The slides and the animations on them are really important to understanding the various sections of this Case Study. If you do not download them and follow along, you will probably not have an easy time understanding how some of these optimizations affected the game.
Problem: Very Slow Frame Rate
The initial implementation of the game (using the same game engine design as the J2ME version) worked on BlackBerry but only in the most basic sense of the word.
The frame rate was basically un-usable. There are three main game situations and all three need to have sufficient frame rates to make the game fun. Throughout this article we’ll track each of these to show the improvements that were made.
|Stationary Camera||3-5 fps||Situation occurs when the player is not scrolling the screen|
|Moving Camera||1-2 fps||Looking around the board or switching focus between worms|
|Explosions||0 fps||BOOM goes the dynamite!|
The best of the three frame rates (fps) above is when basically nothing is happening. In an idle state, the game is still only able to max out at 5 fps. When explosions were happening, it was taking so much work to draw the screen that less than 1 frame per second could be shown. Usually explosions were causing the terrain to deform as well.
Why was the frame rate so bad?
There were four main reasons why the performance was so bad:
- Large Level Maps. The levels on the order of 1024×512 pixels. The BlackBerries of the day used QVGA (320×240) resolution meaning the levels were almost 7 times the size of the screen.
- Repainting Every Tick. The game was designed to run with a core game loop running at a fixed rate processing the game engine updates and input. At the end of each loop (tick) the screen was being repainted — whether there were any updates needed or not.
- Graphics.drawRGB(). The large images and map data were being drawn as straight up ARGB pixel data (basically an array of colour values) vs. using one of the built-in image format containers (i.e. Bitmap).
- Excessive Map Updates. Every time the terrain needed to be modified, the game engine would loop through the entire set of data for the terrain to check for and make modifications.
What can we do to improve this performance? Can we use buffering to make a difference?
Stage 1: Basic Optimizations & Full Screen Buffer
Buffering paints is not the only strategy for improving performance so the first step was to sweep through the game and see what non-buffering optimizations we could do.

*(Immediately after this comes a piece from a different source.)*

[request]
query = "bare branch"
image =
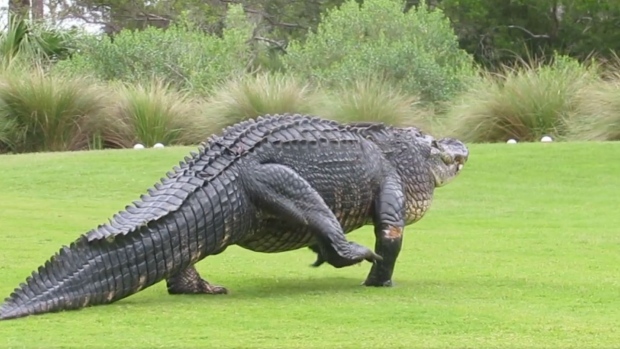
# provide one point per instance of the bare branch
(535, 36)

- Look-up Tables for Trigonometric Functions: There is a lot of trigonometry used in Worms to calculate angles and explosion deformation impacts. By using pre-calculated lookup tables for approximate values for the basic trig functions (sin, cos, tan) instead of calculating the exact values we were able to dramatically speed the time each trig call took (array lookup vs. math calculation). The trade-off was that the resulting values were slightly less accurate but in practise, this did not impact the behaviour in the game.
- Localize Painting to Viewport: By re-arranging some of the painting code and adding in some bounds checking, we eliminated a bunch of work that was done on objects not visible in the viewport (on-screen). By grouping related objects locally (as in their relative locations to each other) you can optimize the bounds checking as well.
- Remove some Detail: There were some minor animations and graphics that were not integral to the gameplay and added simply as finishing touches on platforms that could support them. By removing them, we reduced the required number of re-paints as well as the work to paint the screen. At the expense of a small decrease in production value, we made significant improvements in the performance.
Of course, the easiest and most basic buffering type to implement and evaluate the effect is the full screen image. We created one buffer and rendered all content to it before rendering it on-screen. Drawing to an off-screen buffer is measurably faster than drawing directly to screen so the performance improvements here were twofold: first we buffered static content and second we were drawing off-screen for the majority of the paint calls.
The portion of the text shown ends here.